How Sourcegraph maps the Python universe: Introduction


When we first started building Sourcegraph, we solicited feedback about the idea of building a semantically aware code-search engine that worked for both dynamically and statically typed languages. A lot of people warned us it’d be extremely difficult (and they were right). To do it, they said, you’d have to do large-scale type inference for dynamic languages, and that’s undecidable. Today Sourcegraph has indexed nearly 10,000 Python repositories and 10,000,000 Python symbols, and can show you rich information like usage examples of a function, people who use your code, and annotated source code with jump-to-definition links.

image
image

Here’s how we’re doing it.

In order to get all that information, Sourcegraph needs to resolve function, class, and package names whenever they are referenced in code. Getting this information means we do many of the things that a compiler or interpreter would—resolve dependencies, lex and parse the code, construct an AST, build symbol tables—almost everything, except, of course, emit assembly or bytecode.

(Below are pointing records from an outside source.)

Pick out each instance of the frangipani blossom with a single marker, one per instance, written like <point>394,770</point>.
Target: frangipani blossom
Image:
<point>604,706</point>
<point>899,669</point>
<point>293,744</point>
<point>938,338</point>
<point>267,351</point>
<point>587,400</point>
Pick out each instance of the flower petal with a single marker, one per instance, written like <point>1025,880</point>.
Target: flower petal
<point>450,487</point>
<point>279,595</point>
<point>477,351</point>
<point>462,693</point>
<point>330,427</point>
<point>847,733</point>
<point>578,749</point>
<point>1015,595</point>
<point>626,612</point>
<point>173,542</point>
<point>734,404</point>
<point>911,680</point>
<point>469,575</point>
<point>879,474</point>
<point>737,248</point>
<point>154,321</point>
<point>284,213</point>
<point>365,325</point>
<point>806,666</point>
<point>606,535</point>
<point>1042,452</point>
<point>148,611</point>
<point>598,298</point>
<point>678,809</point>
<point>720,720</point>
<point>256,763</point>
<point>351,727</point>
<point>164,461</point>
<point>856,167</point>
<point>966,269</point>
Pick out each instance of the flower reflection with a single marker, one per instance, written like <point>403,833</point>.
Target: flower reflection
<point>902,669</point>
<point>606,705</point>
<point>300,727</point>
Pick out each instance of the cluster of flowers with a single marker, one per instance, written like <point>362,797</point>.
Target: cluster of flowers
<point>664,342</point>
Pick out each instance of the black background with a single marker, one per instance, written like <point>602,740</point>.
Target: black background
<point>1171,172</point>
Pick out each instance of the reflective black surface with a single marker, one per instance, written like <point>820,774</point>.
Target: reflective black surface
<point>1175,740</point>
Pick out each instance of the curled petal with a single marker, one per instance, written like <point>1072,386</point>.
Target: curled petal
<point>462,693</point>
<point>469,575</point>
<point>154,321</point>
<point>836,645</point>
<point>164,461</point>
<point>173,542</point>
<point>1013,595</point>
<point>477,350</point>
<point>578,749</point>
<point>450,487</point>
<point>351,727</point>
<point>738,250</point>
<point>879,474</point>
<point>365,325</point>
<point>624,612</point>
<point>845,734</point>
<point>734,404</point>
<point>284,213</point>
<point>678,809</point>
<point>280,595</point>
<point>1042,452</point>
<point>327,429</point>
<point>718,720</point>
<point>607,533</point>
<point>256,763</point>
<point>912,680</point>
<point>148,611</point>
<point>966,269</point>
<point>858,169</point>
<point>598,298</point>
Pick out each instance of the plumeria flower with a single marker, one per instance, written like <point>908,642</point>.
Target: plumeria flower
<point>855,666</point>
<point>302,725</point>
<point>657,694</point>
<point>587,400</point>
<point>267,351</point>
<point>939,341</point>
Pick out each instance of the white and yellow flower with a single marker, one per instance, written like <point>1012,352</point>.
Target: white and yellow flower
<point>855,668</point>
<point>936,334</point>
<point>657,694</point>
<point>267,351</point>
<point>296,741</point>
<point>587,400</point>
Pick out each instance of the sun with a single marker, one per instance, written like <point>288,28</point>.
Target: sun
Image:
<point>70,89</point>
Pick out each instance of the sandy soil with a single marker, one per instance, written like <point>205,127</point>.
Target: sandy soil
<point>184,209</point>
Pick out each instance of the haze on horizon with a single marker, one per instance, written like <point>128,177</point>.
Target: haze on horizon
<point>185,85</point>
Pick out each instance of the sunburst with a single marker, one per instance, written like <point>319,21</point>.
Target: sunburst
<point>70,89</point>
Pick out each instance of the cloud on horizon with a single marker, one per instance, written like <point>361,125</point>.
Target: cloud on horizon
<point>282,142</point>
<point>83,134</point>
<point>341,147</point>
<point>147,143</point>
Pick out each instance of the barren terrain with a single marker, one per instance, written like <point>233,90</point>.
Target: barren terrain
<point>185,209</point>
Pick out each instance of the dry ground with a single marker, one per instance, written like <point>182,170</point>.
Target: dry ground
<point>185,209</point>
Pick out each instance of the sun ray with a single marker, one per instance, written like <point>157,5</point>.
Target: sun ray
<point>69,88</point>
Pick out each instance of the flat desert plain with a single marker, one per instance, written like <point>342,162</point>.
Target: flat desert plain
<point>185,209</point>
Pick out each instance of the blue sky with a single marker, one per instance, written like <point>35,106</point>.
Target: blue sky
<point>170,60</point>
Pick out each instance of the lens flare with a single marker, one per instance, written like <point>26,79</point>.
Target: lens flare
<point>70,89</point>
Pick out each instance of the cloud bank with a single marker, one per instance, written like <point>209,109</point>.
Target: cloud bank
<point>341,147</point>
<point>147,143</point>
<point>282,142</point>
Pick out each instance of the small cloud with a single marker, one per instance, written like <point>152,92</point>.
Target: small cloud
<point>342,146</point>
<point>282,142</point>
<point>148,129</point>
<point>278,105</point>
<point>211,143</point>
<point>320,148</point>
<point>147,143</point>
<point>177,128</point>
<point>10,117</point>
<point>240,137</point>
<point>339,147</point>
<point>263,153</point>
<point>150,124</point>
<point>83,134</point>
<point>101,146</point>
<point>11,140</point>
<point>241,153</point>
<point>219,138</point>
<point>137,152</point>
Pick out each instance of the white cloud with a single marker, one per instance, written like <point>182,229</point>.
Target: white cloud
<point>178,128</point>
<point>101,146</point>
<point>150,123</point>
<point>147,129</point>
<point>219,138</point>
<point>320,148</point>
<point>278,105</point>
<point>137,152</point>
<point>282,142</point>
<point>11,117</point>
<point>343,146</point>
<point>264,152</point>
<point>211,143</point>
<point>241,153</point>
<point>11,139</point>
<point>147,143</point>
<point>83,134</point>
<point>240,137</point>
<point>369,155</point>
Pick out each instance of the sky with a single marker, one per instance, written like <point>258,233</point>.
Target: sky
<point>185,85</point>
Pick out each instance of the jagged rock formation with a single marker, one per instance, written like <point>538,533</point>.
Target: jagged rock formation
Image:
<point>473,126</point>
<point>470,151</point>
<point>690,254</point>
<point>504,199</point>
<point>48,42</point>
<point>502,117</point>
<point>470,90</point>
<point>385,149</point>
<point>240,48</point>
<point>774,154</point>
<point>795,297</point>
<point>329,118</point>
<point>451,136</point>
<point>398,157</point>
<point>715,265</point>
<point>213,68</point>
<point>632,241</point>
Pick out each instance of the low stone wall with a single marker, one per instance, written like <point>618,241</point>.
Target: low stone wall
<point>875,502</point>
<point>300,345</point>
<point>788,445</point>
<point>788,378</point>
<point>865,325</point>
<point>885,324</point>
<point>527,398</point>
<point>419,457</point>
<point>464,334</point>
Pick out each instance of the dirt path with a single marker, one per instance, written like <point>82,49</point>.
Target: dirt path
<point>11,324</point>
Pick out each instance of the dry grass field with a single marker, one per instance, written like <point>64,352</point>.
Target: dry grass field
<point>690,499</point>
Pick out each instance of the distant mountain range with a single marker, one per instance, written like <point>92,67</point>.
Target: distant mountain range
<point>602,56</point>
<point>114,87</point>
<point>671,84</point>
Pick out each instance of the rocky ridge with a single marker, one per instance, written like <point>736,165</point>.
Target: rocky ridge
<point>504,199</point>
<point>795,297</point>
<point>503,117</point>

In some cases, however, this isn’t enough. In order to resolve things like method calls and field names, we need to know the type of the receiver object. Take the below examples, for instance. In the first case, we need to know that the app variable refers to an instance of the Flask class in order to look up the field jinja_env and link to its definition. We could simply search the database for any field named “jinja_env” and in this case, the name might be unique enough to resolve to the correct field. But consider the other case: a usage of the size method of the FTP class in the ftplib standard library module. In order to correctly resolve this reference to ftplib.FTP.size and not some other size method, we need to determine the type of self.client.

image
image

In dynamically typed languages like Python, this information is not explicitly available in code and might only get decided at runtime (hence, undecidable by simple reduction to the halting problem). For both performance and security reasons, we want to avoid running the code. So instead, we use the static analysis techniques provided by the awesome open-source library PySonar.

There are a handful of open-source libraries that do some form of static analysis on Python. PySonar and its successor PySonar2 are by far the most advanced Python static analysis libraries for our purposes. Conceived and implemented by the brilliant Yin Wang, PySonar uses some pretty awesome techniques for resolving types statically. Yin wrote a great blog post describing these techniques.

Though general type inference is undecidable, in most cases Python code follows predictable patterns that are tractable to static inference. PySonar also uses interprocedural analysis (techniques that traverse function boundaries). That means that by having a global view of the world’s Python repositories, Sourcegraph can do a better job of type inference than any local system ever could. In practice, it often works quite well.

PySonar is a crucial component in our system, but the challenges don’t end there. Sourcegraph also must resolve dependencies to the correct versions of release binaries and source code, and it must globally resolve cross-repository references and function calls. We’ll describe how we tackle these problems in a later post.

The output of all this is a graph of the Python universe. With it, we can efficiently compute all the info you see on Sourcegraph and help you program better by finding usage examples, seeing how your code depends on and is depended on by others, exploring link-annotated source, and effectively making use of open-source libraries.